Catherine Quérard : Nos hommes d’État disent, à juste titre, que la France est dans une situation financière dramatique. Mais les solutions proposées ne répondent pas à nos équations d’aujourd’hui. La jeunesse a besoin d’espoir et elle n’en trouve pas. Pourtant, depuis le premier quinquennat d’Emmanuel Macron, l’apprentissage bénéficie d’un succès inégalé. Le dispositif a été facilité, simplifié, à la suite d’une loi de septembre 2018 portée par Muriel Pénicaud, alors ministre du Travail. Par ailleurs, l’apprentissage a toujours été plébiscité dans les métiers de l’hospitalité. Il n’en demeure pas moins que celui-ci coûte de plus en plus cher aux entreprises : un récent décret a modifié la limite d’exonération des cotisations salariales dues sur la rémunération des apprentis. Or les entreprises ne sont pas toutes dans des situations favorables économiquement, en particulier celles qui ont un PGE – Prêt garanti par l’État – à rembourser.
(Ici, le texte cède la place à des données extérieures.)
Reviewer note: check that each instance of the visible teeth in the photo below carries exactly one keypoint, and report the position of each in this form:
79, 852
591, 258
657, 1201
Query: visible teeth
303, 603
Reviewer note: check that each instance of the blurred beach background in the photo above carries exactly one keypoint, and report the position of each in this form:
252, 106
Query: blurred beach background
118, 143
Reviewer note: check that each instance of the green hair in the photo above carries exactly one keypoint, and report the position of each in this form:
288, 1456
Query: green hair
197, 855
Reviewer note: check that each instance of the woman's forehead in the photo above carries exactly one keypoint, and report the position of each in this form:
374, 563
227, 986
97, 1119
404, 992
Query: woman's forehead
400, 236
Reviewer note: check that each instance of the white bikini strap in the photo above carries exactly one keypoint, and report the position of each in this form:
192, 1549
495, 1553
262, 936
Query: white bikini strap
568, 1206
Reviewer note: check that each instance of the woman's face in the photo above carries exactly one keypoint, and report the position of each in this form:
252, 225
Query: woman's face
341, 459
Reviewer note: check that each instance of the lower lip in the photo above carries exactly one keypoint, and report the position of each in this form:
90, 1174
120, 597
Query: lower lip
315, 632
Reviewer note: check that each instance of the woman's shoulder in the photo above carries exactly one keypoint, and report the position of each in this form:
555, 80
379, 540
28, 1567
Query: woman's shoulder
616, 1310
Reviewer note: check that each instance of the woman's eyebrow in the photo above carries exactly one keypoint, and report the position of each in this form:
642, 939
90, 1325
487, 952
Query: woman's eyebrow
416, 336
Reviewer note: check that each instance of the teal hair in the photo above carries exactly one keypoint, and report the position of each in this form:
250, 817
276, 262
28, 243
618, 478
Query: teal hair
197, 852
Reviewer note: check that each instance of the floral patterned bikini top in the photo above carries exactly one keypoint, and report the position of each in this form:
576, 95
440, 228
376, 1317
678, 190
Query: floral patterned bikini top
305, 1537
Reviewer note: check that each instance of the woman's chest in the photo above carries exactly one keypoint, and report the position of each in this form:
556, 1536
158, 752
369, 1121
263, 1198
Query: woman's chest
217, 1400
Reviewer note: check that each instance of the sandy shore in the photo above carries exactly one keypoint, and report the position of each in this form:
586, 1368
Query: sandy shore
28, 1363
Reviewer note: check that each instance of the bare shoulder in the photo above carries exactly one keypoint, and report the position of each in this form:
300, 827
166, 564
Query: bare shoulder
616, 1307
Parallèlement, même si bon nombre de professionnels sont satisfaits de leurs apprentis, un adolescent de 15 ou 16 ans peut manquer de maturité sur le terrain. Cela se traduit par des absences, des retards, voire une confusion entre les attentes du lycée et celles de l’entreprise… Alors, certes, le mentorat est important, mais accompagner un apprenti, c’est donner du temps que l’on retire ailleurs. Or dans un contexte où le manque de personnel et l’augmentation du coût du travail se cumulent, nous nous retrouvons entre le marteau et l’enclume. Face à tout cela, nous avons un travail de pédagogie à mener auprès des formateurs, pour expliquer le fonctionnement de l’apprentissage sur le terrain et nos métiers, qui défendent à la fois le patrimoine, la culture, l’agriculture et le travail.
Selon vous, quelle serait « la » mesure urgente à prendre pour cette rentrée 2025 dans les écoles et lycées hôteliers ?
Catherine Quérard : Féliciter et encourager les jeunes qui s’engagent dans nos métiers, instaurer un protocole d’accueil pour les apprentis, remettre l’escalier social au cœur du dispositif et rappeler que, chez nous, avec un peu de travail, l’échec n’existe pas.
En cette rentrée 2025, quel serait votre message à un jeune qui s’apprête à se former aux métiers de l’hospitalité ?
Catherine Quérard : Intégrer un lycée hôtelier permet d’apprendre et de comprendre les premières bribes de nos métiers. Ensuite, il ne faut pas hésiter à multiplier les stages et oser dire quand cela ne se passe pas bien, afin de ne pas rester sur un échec.
Enfin, quel pourrait être votre message de rentrée 2025 en direction des formateurs ?
Catherine Quérard : Les enseignants devraient échanger plus souvent avec les entreprises qui accueillent des jeunes en apprentissage et même organiser des masterclass communes. À titre personnel, j’ai une vingtaine d’apprentis dans mes hôtels et restaurants à Nantes (Loire-Atlantique), où les échanges avec les formateurs se font essentiellement par téléphone. C’est dommage. Il faut renforcer les liens entre l’enseignant, le professionnel, l’apprenti et ses parents, mais sans toutefois « câliner » le jeune. Car pour le faire entrer dans la vie d’adulte, certes il faut lui mettre le pied à l’étrier, mais aussi l’éduquer au sens de l’effort.